I think that's because you're not distinguishing skeptical and "skeptical". The former being genuine (as-in, what every decent scientist is anyway) skepticism, whereas the latter is non-genuine and shades into denialism. As your "When directly asked, most skeptics I know acknowledge this" suggests, I think "skeptics" who haven't gone over wholeheartedly into the denialst phase are capable of being pulled back, when asked in a way that allows them to evaluate what they're saying clearly. But most of them aren't really thinking clearly, and so will drift off into the wings, when in "congenial" company.

Tom said...

My theory for both skeptics and climate activists is that they (my detractors would change that to 'we') drift into and out of rational positions in sort of a Brownian movement, often dictated by the outrage of the day.

PaulS said...

Back on the direct topic, am I wrong in thinking the Lamb curve also splices proxy/documentary data with instrumental?

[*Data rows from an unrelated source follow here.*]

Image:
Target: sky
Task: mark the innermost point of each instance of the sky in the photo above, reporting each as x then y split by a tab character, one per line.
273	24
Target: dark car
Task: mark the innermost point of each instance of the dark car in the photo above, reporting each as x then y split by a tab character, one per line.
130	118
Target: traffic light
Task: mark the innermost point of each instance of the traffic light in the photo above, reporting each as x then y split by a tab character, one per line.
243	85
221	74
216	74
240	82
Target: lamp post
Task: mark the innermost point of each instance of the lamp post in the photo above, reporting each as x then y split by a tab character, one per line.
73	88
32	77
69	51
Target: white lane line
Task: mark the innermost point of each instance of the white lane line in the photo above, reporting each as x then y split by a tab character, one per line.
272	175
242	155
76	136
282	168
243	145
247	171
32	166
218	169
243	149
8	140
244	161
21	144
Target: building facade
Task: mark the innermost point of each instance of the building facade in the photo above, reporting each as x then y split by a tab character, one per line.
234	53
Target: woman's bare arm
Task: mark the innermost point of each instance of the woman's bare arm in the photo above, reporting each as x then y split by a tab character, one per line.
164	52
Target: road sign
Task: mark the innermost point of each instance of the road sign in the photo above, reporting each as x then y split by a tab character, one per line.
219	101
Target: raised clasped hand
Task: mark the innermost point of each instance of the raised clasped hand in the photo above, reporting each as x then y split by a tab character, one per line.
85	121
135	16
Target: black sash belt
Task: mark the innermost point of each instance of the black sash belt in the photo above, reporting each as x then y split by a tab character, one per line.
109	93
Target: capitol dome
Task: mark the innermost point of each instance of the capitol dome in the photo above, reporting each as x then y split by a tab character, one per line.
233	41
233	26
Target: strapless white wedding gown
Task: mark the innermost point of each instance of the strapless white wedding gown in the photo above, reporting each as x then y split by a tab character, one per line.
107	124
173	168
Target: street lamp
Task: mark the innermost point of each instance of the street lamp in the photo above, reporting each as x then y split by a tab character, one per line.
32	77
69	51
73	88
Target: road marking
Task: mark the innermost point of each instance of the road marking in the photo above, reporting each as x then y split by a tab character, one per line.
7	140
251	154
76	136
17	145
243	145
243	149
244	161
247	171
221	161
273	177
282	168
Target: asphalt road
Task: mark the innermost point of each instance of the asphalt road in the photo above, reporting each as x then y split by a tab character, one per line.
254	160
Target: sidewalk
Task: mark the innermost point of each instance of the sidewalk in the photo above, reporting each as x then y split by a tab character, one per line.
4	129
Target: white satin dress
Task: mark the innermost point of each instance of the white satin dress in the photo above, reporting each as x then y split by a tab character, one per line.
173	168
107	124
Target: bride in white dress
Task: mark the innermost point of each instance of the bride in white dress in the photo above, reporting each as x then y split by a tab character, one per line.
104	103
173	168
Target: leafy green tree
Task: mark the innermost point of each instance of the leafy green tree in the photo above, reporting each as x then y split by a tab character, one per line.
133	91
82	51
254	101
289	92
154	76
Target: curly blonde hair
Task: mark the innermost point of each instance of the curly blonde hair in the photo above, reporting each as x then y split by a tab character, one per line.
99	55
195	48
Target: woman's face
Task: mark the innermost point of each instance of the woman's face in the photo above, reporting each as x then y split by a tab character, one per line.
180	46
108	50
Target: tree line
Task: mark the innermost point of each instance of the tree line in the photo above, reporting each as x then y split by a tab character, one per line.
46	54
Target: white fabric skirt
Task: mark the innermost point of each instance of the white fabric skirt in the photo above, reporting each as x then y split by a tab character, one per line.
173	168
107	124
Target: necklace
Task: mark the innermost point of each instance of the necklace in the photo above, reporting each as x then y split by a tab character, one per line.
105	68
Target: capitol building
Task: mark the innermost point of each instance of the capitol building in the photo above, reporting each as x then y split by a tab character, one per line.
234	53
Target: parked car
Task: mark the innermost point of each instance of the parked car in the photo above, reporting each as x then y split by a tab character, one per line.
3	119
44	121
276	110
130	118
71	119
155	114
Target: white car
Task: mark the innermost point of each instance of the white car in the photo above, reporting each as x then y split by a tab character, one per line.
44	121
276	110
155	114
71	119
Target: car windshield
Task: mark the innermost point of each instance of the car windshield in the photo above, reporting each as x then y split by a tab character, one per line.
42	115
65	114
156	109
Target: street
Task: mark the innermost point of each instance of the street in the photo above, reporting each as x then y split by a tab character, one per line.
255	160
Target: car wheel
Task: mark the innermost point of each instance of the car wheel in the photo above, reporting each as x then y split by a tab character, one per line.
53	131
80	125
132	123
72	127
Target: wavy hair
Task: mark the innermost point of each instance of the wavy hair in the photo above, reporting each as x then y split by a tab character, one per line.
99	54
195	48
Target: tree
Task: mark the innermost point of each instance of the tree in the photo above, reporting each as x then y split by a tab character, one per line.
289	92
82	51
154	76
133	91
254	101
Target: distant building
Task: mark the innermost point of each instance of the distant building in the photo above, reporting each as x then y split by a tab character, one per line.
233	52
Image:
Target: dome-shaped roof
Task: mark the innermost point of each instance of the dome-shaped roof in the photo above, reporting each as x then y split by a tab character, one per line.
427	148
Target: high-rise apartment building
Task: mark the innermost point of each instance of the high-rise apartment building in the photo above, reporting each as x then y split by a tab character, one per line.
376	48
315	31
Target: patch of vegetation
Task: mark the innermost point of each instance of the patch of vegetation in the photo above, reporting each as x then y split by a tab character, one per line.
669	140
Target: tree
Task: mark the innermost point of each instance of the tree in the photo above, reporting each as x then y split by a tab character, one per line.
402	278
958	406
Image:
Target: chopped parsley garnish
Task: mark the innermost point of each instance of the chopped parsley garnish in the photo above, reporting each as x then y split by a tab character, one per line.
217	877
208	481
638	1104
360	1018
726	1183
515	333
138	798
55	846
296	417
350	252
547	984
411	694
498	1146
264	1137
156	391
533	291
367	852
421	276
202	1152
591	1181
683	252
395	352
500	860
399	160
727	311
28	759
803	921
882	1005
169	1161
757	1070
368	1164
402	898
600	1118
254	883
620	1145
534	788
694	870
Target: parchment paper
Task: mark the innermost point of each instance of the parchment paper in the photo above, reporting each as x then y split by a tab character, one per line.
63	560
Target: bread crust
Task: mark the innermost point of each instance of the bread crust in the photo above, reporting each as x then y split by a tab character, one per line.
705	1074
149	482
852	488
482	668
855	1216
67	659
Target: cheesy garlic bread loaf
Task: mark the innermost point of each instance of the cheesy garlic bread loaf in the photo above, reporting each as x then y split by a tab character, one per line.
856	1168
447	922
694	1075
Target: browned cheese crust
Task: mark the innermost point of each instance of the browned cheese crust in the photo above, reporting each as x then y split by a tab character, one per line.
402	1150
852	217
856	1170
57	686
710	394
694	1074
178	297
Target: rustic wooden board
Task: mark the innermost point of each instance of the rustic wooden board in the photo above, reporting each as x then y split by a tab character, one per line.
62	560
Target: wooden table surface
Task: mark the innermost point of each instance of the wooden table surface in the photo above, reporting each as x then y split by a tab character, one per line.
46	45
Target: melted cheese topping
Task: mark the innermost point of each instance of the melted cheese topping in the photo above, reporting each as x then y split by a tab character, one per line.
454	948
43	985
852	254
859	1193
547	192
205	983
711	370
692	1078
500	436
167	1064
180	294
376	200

Also, kind of crazy to see Lamb still cited as support for a substantial global MWP when it shows a hump which is off by about 200 years from recent hemispheric/extratropical reconstructions which "skeptics" also accept. But what does 200 years matter I guess...

William M. Connolley said...

Lamb mixes, yes, though I think it was all largely hand-drawn rather than computed. And I think the adjustments were more "well, it feels to me like this is a bit much, so I'll tone it down by a few tenths". Which is to say, exactly the kind of thing the denialists would whine loudly about if it were done nowadays.